Aspek Ekonomi dan Politik
Sebenarnya Imam Hasan al-banna bukan seorang politikus
dan Ikhwanul Muslimin yang ia dirikan hanya sebuah perkumpulan bukan partai
politik. Walaupun
demikian, Ia dan tokoh-tokoh Ikhwanul Muslimin lainnya tidak absen dari
pembicaraan mengenai politik. Hal ini bisa dimaklumi karena menurut pendapatnya
Islam itu suatu sistem yang meliputi berbagai sistem termasuk sistem politik. Inti idenya dalam
bidang politik ini adalah kehausan diterapkannya hukum Islam secara konsekuen
di negara Mesir.
Secara politis, Imam Hasan al-banna adalah tokoh yang anti Barat. Ada dugaan, keterlibatan Imam Hasan al-banna dalam politik praktis inilah yang menimbulkan akibat fatal bagi dirinya dan perkumpulan yang ia dirikan. Pihak penguasa semakin menaruh curiga terhadapnya dan Ikhwanul Muslimin.
Kecurigaan
tersebut semakin memuncak dan akhirnya pada tanggal 8 Desember 1948, pemerintah
Mesir membubarkan Ikhwanul Muslimin, menyita semua kekayaannya, dan
memenjarakan tokoh-tokoh penting organisasi itu selain Imam Hasan al-banna
sendiri.
Tidak lama, Perdana Menteri Mesir yaitu Nuqrashi Pasha
terbunuh oleh seorang mahasiswa Sekolah
Tinggi kedokteran hewan yang konon anggota Ikhwanul Muslimin meskipun Imam
Hasan al-banna menyangkal tuduhan bahwa dia sendiri atau organisasinya terlibat
dalam pembunuhan itu tetapi pemerintah Mesir tetap menyalahkan Ikhwanul
Muslimin dan membubarkan organisasi itu.
Pada tanggal 12 Februari 1949, Imam Hasan al Banna dibunuh oleh Polisi rahasia
Mesir.
Pada tahun 1952, Al Ikhwanul Muslimin muncul kembali.

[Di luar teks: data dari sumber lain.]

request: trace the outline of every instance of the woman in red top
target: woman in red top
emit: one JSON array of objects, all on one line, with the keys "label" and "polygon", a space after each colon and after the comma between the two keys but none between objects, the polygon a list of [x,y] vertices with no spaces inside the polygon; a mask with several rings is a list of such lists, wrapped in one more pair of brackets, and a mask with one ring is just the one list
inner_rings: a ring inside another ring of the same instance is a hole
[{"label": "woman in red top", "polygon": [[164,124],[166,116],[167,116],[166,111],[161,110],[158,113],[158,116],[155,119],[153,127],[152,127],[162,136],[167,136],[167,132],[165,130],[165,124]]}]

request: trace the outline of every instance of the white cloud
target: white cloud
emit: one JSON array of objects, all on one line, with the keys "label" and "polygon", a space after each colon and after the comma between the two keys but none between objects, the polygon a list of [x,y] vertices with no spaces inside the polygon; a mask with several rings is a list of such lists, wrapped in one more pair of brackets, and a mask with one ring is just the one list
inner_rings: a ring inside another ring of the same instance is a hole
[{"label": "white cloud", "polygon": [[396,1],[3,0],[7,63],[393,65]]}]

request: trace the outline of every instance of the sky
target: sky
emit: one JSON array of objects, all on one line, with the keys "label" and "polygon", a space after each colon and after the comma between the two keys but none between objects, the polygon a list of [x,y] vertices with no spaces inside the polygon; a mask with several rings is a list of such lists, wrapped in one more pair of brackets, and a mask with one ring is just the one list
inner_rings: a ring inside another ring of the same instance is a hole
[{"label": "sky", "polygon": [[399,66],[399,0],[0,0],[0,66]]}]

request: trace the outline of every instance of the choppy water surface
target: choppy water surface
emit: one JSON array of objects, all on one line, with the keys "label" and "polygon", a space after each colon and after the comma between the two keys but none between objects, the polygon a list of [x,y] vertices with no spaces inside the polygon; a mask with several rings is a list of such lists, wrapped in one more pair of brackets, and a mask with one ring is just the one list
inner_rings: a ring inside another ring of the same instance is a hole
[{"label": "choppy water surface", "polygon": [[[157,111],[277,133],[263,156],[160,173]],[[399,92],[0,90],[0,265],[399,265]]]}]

Semula organisasi itu mendukung revolusi Juli 1952 tetapi dukungan itu kemudian
ditarik kembali ketika Gamal Abd.
Nasser tidak bersedia mendirikan Negara Islam di Mesir, ia
lebih condong kepada sekularisme.
Pada tahun 1954 terjadi percobaan pembunuhan atas
presiden Gamal Abdul Nasser oleh sejumlah anggota organisasi. Meskipun tidak
terdapat bukti yang kuat bahwa percobaan Pembunuhan itu direncanakan oleh
Ikhwanul Muslimin namun pemerintah Mesir mempergunakan peristiwa itu sebagai
alasan untuk menghancurkan Ikhwanul Muslimin. Pemerintah Mesir menangkap ribuan anggota Ikhwanul
Muslimin dan menghukum mati sejumlah pemimpinnya.